Raphaël Renaud

"Shangai, échangeur", Raphaël Renaud (2006)

Né en 1974 à Blois, Raphaël Renaud a découvert jeune le dessi et la peinture. Après des études de dessinateur en publicité, il entre à l'Ecole des beaux-arts de Montpellier, puis de Paris. En 2003, il reçoit le Prix de dessin de l'Académie des beaux-arts de Paris. Raphaël Renaud voue une profonde admiration aux artistes allemands contemporains tels que Gerhard Richter, qui a beaucoup travaillé sur la photographie, ou Matthia Weischer, ainsi qu'à l'architecte-photographe aviateur Alex McLean. Il participe à de nombreux salons et expositions, en France et à l'étranger.

Vous avez peint une toile pour la Fondation Colas. L'univers de la route vous était-il familier auparavant ?

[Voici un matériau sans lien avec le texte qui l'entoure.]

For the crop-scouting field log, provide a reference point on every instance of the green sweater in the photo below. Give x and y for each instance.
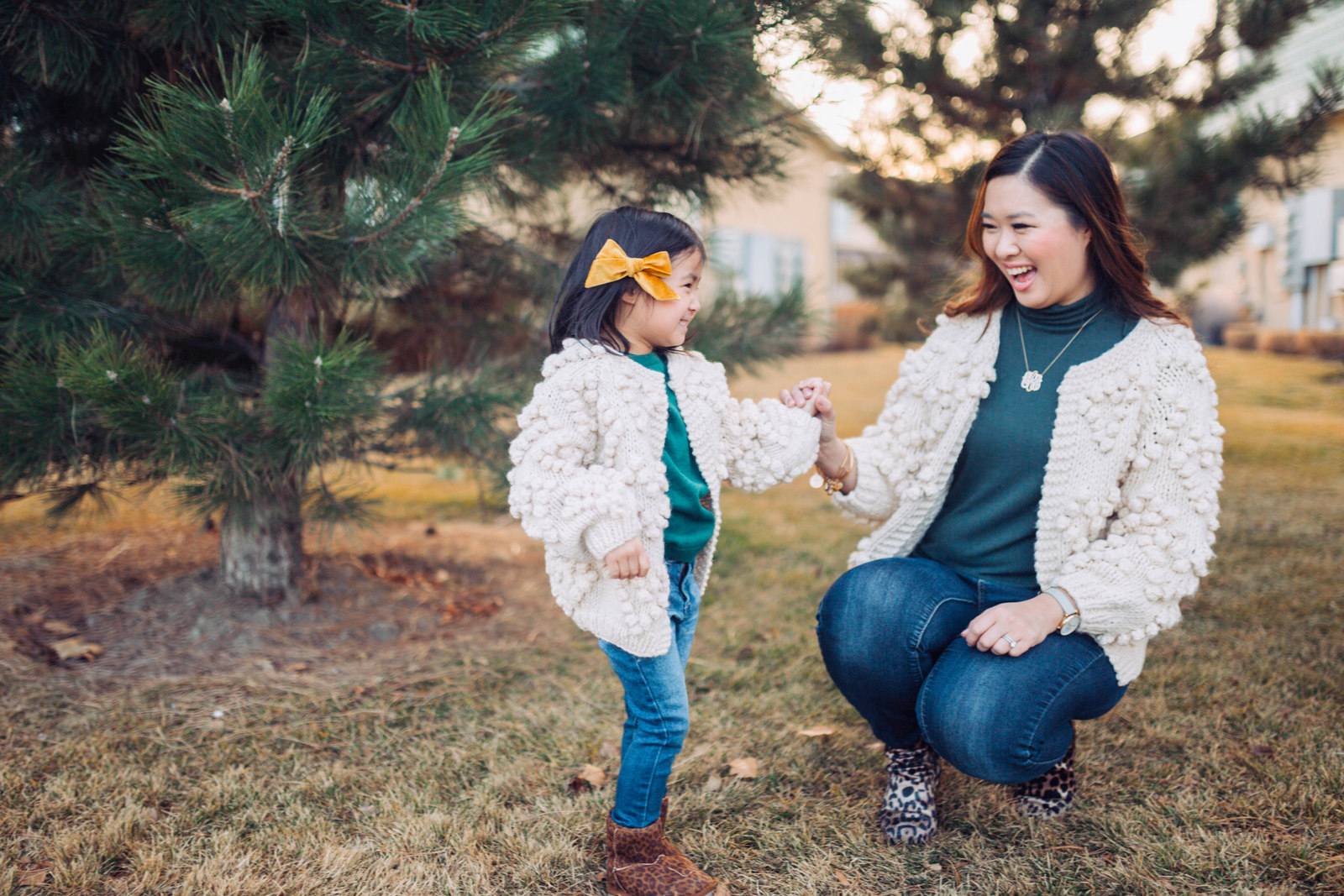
(987, 527)
(691, 524)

La route est l'un de mes thèmes favoris, et cela me fait plaisir de penser que la collection de la Fondation Colas voyage autour du monde. J'aime le mouvement, l'idée que chaque route est comme un centre nerveux qui conduit ailleurs..., un point de fuite, dans mes tableaux, qui mène vers l'inconnu. La visite du laboratoire sur le Campus scientifique et technique de Colas m'a vraiment intéressé. Mélanges d'essence et d'huile, de gras et de maigre, nous naviguons dans un même univers, plus artisanal pour le peintre, plus technologique pour les chercheurs.

Vos dernières toiles mettent en scène des paysages urbains, des «instants de ville»...

La ville me fascine: autant de points minuscules - habitations, véhicules, piétons, rues, carrefours... - qui, une fois réunis sur la toile, composent un ensemble cohérent. Chaque élément fait partie d'un tout, essentiel à la composition finale, comme un circuit biologique. Routes et rues relient ces points véritables centres nerveux du tout-urbain. La lumière même devient une forme, participant à la vie de la ville.

D'où vient votre inspiration ?

Bien qu'originaire de la campagne, je suis résolument urbain. Moscou, Tokyo, Paris bien sûr Athènes, les grandes métropoles américaines... Je voyage beaucoup, appareil photo toujours prêt... J'emmagasine ainsi des impressions. Je travaille plus dans la lumière que dans la couleur. J'aime aussi prendre de la hauteur, observer et photographier les villes en surplomb, guidé par les points de repère que constituent les routes et les rues.